Pernyataan diatas menimbulkan pertanyaan apakah kekerasan di televisi menyebabkan perilaku kekerasan pada khalayak atau tidak. Situasi ini memang kompleks karena terdapatnya kepentingan yang bertentangan yang menyebabkan metode, hasil dan interprestasi yang juga saling bertentangan. Kalangan pendidik umumnya berpendapat bahwa isi yang negatif pada media massa akan berdampak negatif pula pada khalayak. Sedangkan pihak media cenderung untuk bertahan dan menyatakan bahwa apa-apa yang mereka siarkan itu tidak berbahaya bagi masyarakat. Mereka bahkan berpendapat bahwa dengan menyaksikan kekerasan di televisi, kita dapat mensublimasikan tekanan (tension) dan frustasi yang dialami, jadi mengurangi kemungkinan untuk melakukan tindakan agresif atau kekerasan. Jadi khalayak yang melihat kekerasan di televisi pun akan mencoba menghindari tindakan kekerasan tersebut pada kehidupan sehari-harinya. Usaha-usaha untuk mengkaji perilaku meniru secara umum dikaitkan dengan adanya dorongan pembawaan (innate urges) atau kecenderungan yang dimiliki oleh setiap manusia. Menurut pandanga umum ini, manusia cenderung untuk meniru perbuatan orang lain semata-mata karena hal itu merupakan bagian dari sifat biologis (part of biological “nature”) mereka untuk melakukan hal tersebut.
Seorang sosiolog bernama Gabriel Tarde (1903) berpendapat bahwa semua orang memiliki kecenderungan yang kuat untuk menandingi (menyamai atau bahkan melebihi) tindakan orang disekitarnya. Ia berpendapat bahwa mustahil bagi dua individu yang berinteraksi dalam waktu yang cukup panjang untuk tidak menunjukan peningkatan dalam peniruan perilaku secara timbal balik.
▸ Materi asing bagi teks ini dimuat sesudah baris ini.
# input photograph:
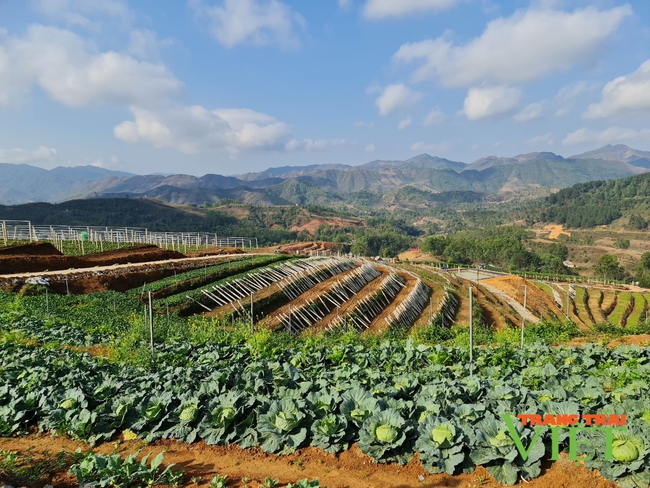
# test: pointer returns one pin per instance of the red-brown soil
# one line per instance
(536, 301)
(214, 251)
(35, 262)
(301, 247)
(379, 324)
(113, 277)
(349, 469)
(348, 306)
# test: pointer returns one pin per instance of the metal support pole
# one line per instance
(471, 334)
(252, 328)
(523, 318)
(151, 322)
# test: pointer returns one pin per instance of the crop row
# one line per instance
(371, 305)
(296, 284)
(302, 275)
(393, 401)
(184, 300)
(200, 276)
(407, 312)
(300, 317)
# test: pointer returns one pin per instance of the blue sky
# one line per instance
(231, 86)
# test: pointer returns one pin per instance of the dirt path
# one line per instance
(518, 308)
(596, 312)
(115, 267)
(348, 469)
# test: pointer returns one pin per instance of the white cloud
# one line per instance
(21, 156)
(144, 44)
(434, 117)
(625, 95)
(308, 145)
(544, 140)
(561, 112)
(405, 123)
(534, 111)
(607, 136)
(364, 125)
(258, 22)
(195, 129)
(395, 98)
(524, 47)
(80, 12)
(482, 103)
(381, 9)
(569, 92)
(421, 147)
(72, 72)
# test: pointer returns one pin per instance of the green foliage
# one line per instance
(34, 468)
(587, 205)
(637, 222)
(622, 243)
(389, 397)
(383, 237)
(499, 246)
(100, 470)
(607, 266)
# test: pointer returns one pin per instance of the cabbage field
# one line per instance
(393, 400)
(80, 366)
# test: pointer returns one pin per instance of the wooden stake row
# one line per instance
(407, 312)
(370, 306)
(311, 311)
(234, 291)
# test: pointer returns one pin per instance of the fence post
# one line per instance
(151, 323)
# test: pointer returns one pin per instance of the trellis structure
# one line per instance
(23, 230)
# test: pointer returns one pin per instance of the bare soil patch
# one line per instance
(555, 231)
(379, 322)
(310, 295)
(348, 306)
(216, 251)
(349, 469)
(29, 263)
(537, 301)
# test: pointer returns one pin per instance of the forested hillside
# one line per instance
(600, 203)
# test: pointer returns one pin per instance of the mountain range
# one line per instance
(328, 184)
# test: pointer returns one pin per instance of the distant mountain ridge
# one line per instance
(329, 184)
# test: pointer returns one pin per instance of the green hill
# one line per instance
(600, 203)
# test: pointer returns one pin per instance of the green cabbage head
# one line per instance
(69, 404)
(386, 433)
(627, 448)
(443, 434)
(188, 414)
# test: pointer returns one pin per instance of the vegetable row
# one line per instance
(393, 400)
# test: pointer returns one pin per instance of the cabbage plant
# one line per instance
(630, 450)
(386, 436)
(358, 405)
(496, 450)
(443, 446)
(282, 428)
(330, 433)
Ia juga memandang imitasi memainkan perana yang sentral dalam tranmisi kebudayaan dan pengetahuan dari suatu generasi ke generasi selanjutnya. Dengan pengamatannya tersebut, Tarde sampai pada pernyataanya yang mengatakan bahwa “society is imitation…”. Pernyataan ini didukung oleh Mc Dougal (1908), pengarang buku teks psikologi yang pertama.
Pandangan Tarde tersebut banyak dikritik belakangan ini kerena kecenderungan manusia meniru orang lain sebagai suatu bawaan sejak lahir tidaj cocok dengan kenyataan, karena seringkali pengamatan terhadap orang lain justru membuat kita menghindari untuk meniru perilaku tersebut. Pandangan ini menganggap bahwa pernyataan Tarde tidak dipertegas dengan faktor-faktor yang mempengaruhi terjadinya peniruan, cara seseorang dalam memilih model tertentu yang akan ditirunya, ataupun jenis perilaku yang akan disamainya itu.
Hal tersebut membuat teori yang dikemukakan Tarde ditinggalkan secara perlahan-lahan di lingkungan psikologi dan digantikan oleh teori yang berpendapat bahwa kecenderungan untuk meniru orang lain adalah sesuatu yang dipelajari (learned), atau diperoleh melalui suatu proses pengkondisian agar orang melakukan peniruan terhadap perilaku tertentu.
Kelemahan terbesar dari teori yang mengatakan bahwa tayangan kekerasan di televisi menimbulkan kekerasan adalah bahwa teori ini diperolah dari studi-studi laboratory yang bersifat eksperimen. Jadi studi ini tidak berdasarkan studi yang dipelajari dari kehidupan nyata. Aliran ini dipimpin oleh Seymour Feshbach dan kawan-kawan (1971) yang menyatakan bahwa daripada memicu perilaku kekerasan, menonton perilaku kekerasan di televisi justru memberikan efek katarsis bagi khalayak. Menurut mereka, dengan menonton kekerasan pada televisi, kita justru menjadi frustasi dan itu mengurangi dan memperkecil kemungkinan kepada khalayak untuk meniru kekerasan yang ditampilkan oleh televisi atau media lainnya.